Found: A Mosaic From Caligula’s Ceremonial Ship, Turned Into a Coffee Table



Sarak Laskon outlines the sort of 'respect' collectors pay to artefacts while 'preserving and displaying' them in their homes. ('Found: A Mosaic From Caligula’s Ceremonial Ship, Turned Into a Coffee Table It’s now being sent back to Italy', Atlas Obscura Oct 20, 2017). Antiques dealer Helen Fioratti acquired a mosaic '45 years ago', it turns out that they has bought an item stolen from the excavations of an elaborately decorated ceremonial ship from the reign of Caligula in the first century A.D. that had been excavated in the 1920s. The mosaic should have been housed in the Ships of Nemi Museum since 1936 but from which it was provbably taken in World War II. The item was bought in the 19660s 'from a family of aristocrats' (anonymous in the articles about this case):
The mosaic, they told her, had been found in Lake Nemi, nearby the family’s home, in the 19th century. She spent thousands of dollars to buy it from them, shipped it to New York, and had it turned into a coffee table, which sat in her Upper East Side apartment for years. In the past months, though, the Italian military police’s Art Recovery Unit and New York’s district attorney office have been working to repatriate stolen Italian art, and the mosaic caught their attention. (It’s not clear exactly how.) 

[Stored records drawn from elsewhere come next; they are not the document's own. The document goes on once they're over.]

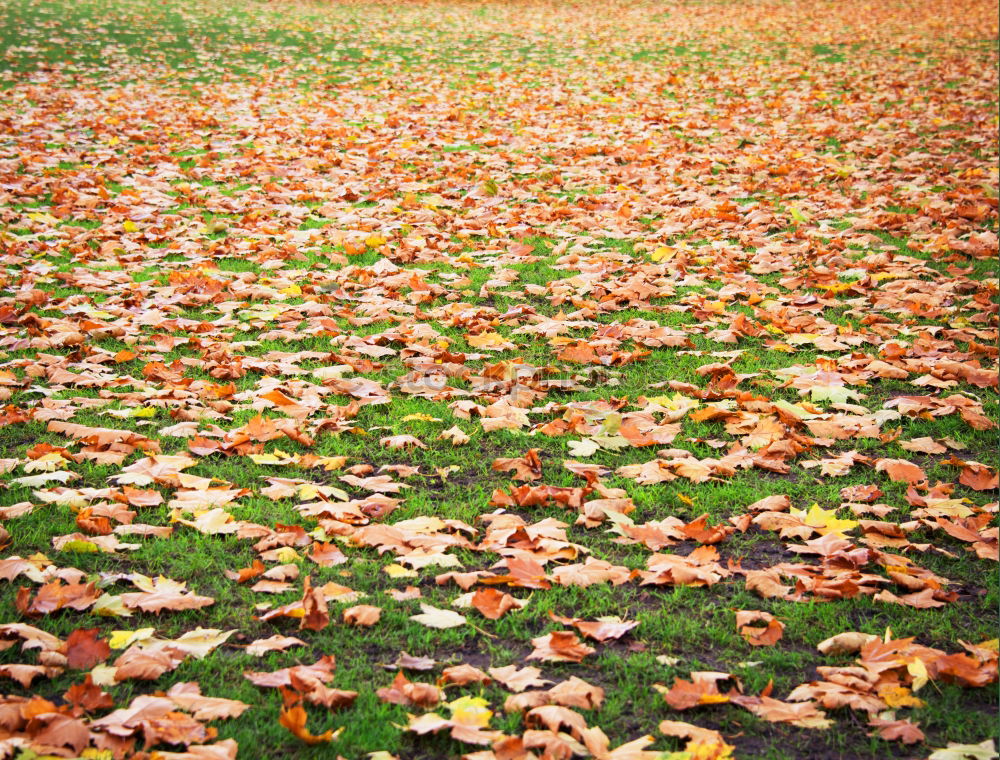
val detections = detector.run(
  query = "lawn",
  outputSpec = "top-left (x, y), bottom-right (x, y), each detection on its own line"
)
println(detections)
top-left (0, 0), bottom-right (1000, 760)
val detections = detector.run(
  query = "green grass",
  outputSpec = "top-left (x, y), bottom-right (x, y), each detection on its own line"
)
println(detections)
top-left (0, 0), bottom-right (1000, 760)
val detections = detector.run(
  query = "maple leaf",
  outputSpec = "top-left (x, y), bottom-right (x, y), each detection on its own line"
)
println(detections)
top-left (410, 602), bottom-right (466, 628)
top-left (376, 671), bottom-right (443, 707)
top-left (343, 604), bottom-right (382, 627)
top-left (62, 628), bottom-right (111, 670)
top-left (278, 705), bottom-right (344, 746)
top-left (470, 588), bottom-right (521, 620)
top-left (789, 504), bottom-right (858, 536)
top-left (526, 631), bottom-right (597, 662)
top-left (489, 665), bottom-right (552, 692)
top-left (736, 610), bottom-right (785, 647)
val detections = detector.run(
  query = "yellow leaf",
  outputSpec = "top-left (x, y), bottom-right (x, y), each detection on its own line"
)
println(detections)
top-left (108, 628), bottom-right (156, 649)
top-left (382, 562), bottom-right (417, 578)
top-left (274, 546), bottom-right (299, 565)
top-left (790, 504), bottom-right (858, 536)
top-left (906, 657), bottom-right (930, 692)
top-left (878, 684), bottom-right (925, 708)
top-left (448, 696), bottom-right (493, 728)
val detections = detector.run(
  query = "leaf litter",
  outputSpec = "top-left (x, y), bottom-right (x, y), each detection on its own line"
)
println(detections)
top-left (0, 0), bottom-right (998, 760)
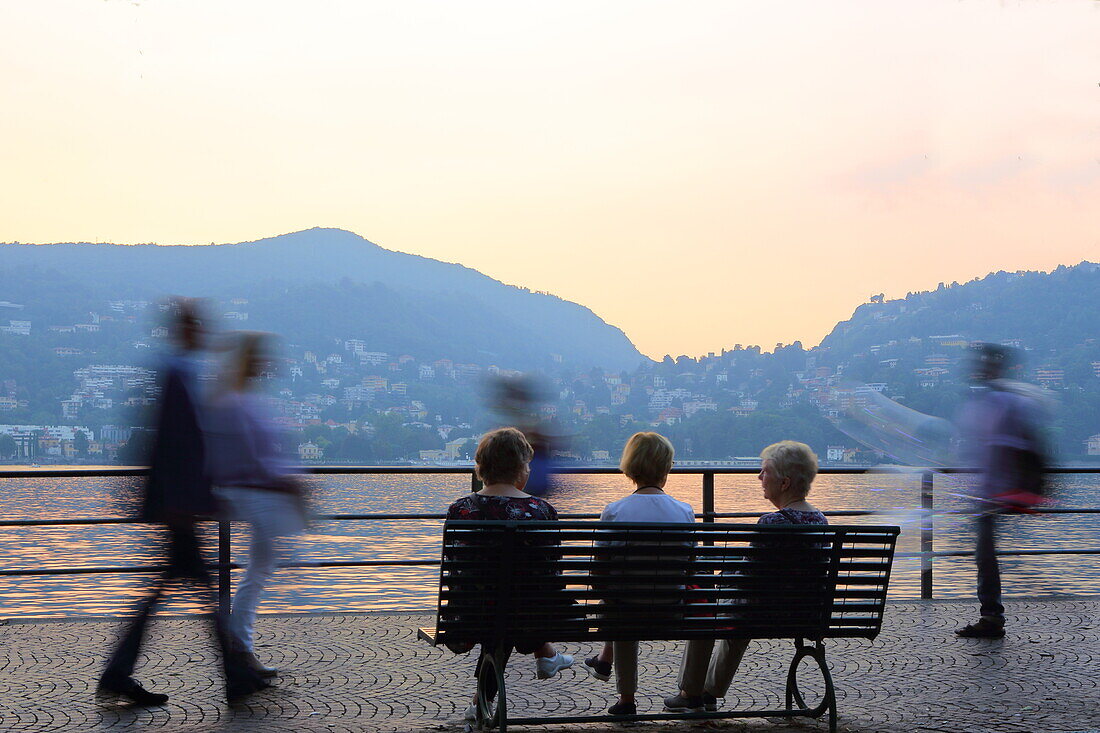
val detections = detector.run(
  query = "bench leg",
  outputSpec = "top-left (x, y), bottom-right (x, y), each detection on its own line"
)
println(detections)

Now wait a moment. You are an 'antiques dealer', though trading in over-the-top Donald Trump -Rococo  but the name 'Lake Nemi' means nothing to you? Really? and 'found IN Lake Nemi' also? Really? I guess that may be taken to imply that you do not really have to have much of a grounding in art history to become an art dealer in the USA.

The artefact was recovered when the owners bragged about their stuff (Claudio Lavanga, Saphora Smith, 'Artifact From Caligula’s Ship Found to Be a Coffee Table in New York Apartment ' NBC news Oct 20th 2017):
While the art dealer said she didn’t know how the Italian police became aware of the artifact she wondered if they had seen it in a magazine shoot of their apartment. “We had our apartment featured a long time ago in Architectural Digest and I’m sure there was a photograph of the table in front of the sofa,” she said.[...] But the widow said she was saddened to lose the piece. “I don’t know if anyone is going to see it as much as they did in my place. I had people who were interested in antiquities admiring it in my home all the time. Now it will be in a museum with a lot of other things,” she said.
Which is where the plebs like you or I will see it, and not in some elitist private apartment in New York.